Chrypa, uczucie zaciskania w gardle, głos szybko nam się męczy, nie jesteśmy wstanie zapanować nad odpowiednim tembrem głosu i jego wysokością – to dolegliwości, których nie można lekceważyć. Mogą one oznaczać, że coś złego dzieje się z naszym głosem
Mówi się, że to choroba nauczycieli i na pewno ich problem dotyczy szczególnie. Jednak każdy z nas może znaleźć się w grupie ryzyka z powodu ciągłych zmian na rynku pracy. Telemarketing, sprzedaż czy nawet polityka to obszary, w których głos jest narzędziem niezbędnym.

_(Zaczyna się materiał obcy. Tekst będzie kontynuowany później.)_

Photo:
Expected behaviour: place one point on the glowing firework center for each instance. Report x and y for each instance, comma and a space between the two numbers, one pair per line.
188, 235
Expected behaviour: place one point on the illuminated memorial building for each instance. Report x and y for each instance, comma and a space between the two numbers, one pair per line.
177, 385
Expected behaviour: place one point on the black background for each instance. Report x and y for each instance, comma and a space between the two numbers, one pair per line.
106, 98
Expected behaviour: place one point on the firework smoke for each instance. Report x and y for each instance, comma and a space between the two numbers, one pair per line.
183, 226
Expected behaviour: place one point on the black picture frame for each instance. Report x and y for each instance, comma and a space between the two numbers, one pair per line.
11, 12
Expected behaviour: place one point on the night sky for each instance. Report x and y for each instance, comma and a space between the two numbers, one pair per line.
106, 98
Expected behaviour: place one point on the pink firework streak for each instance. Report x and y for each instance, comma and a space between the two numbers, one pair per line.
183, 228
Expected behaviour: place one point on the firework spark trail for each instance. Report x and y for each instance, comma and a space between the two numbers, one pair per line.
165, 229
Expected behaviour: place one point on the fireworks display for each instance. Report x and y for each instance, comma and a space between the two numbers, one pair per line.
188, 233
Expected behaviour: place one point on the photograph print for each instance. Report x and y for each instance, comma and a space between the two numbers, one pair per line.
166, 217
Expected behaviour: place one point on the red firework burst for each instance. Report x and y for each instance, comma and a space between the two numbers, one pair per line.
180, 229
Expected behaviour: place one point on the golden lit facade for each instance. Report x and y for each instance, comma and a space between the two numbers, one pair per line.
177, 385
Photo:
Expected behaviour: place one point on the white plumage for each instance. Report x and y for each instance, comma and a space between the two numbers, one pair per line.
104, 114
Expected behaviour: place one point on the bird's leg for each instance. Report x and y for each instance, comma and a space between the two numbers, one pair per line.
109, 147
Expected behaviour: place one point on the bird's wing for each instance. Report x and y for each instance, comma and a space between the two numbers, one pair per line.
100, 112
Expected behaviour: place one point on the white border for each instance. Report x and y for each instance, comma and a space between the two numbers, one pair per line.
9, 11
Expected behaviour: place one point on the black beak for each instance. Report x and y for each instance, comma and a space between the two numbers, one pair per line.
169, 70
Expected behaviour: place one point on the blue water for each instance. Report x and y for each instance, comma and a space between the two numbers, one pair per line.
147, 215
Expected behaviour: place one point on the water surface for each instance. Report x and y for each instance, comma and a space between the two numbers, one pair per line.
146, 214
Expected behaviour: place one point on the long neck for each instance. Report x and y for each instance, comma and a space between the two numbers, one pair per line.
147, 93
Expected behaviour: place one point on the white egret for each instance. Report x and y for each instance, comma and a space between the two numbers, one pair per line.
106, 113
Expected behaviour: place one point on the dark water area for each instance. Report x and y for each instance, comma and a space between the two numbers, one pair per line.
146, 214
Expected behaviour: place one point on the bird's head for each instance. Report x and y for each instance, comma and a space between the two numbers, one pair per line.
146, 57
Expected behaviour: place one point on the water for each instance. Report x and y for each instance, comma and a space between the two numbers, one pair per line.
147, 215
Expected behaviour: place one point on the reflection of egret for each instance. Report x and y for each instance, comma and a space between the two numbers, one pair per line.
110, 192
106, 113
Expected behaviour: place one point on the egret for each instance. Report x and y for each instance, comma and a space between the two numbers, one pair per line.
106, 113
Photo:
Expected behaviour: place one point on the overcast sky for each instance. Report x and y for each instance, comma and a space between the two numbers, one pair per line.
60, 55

Co więcej, w dzisiejszym świecie wszechobecnej komunikacji, głos stanowi jedno z głównych, bądź główne narzędzie pracy w 80-90% zawodów. Coraz więcej osób pracujących głosem odczuwa dolegliwość.
– Problem z głosem może pojawić się u każdej osoby. Oczywiście predysponowane są osoby, które przede wszystkim posługują się głosem zawodowo, ale również te, które mówią dużo – mówi agencji newsrm.tv dr n.med. Paweł Szwedowicz, specjalista otorynolaryngolog, chirurg głowy i szyi.
– W zapobieganiu problemów z głosem najważniejsza jest profilaktyka. Osoby zawodowo posługujące się głosem powinny mieć wcześniej wykonane badania – mówi ekspert. Jeśli więc obserwujecie u siebie objawy w postaci problemów podczas mówienia, warto je obserwować. Gdy są regularne – lepiej udać się do specjalisty. Jeśli uznamy, że to tylko chrypa, możemy tym sposobem zignorować polipy, refluks, stan zapalny czy guza, które mogą stać za problemami z głosem.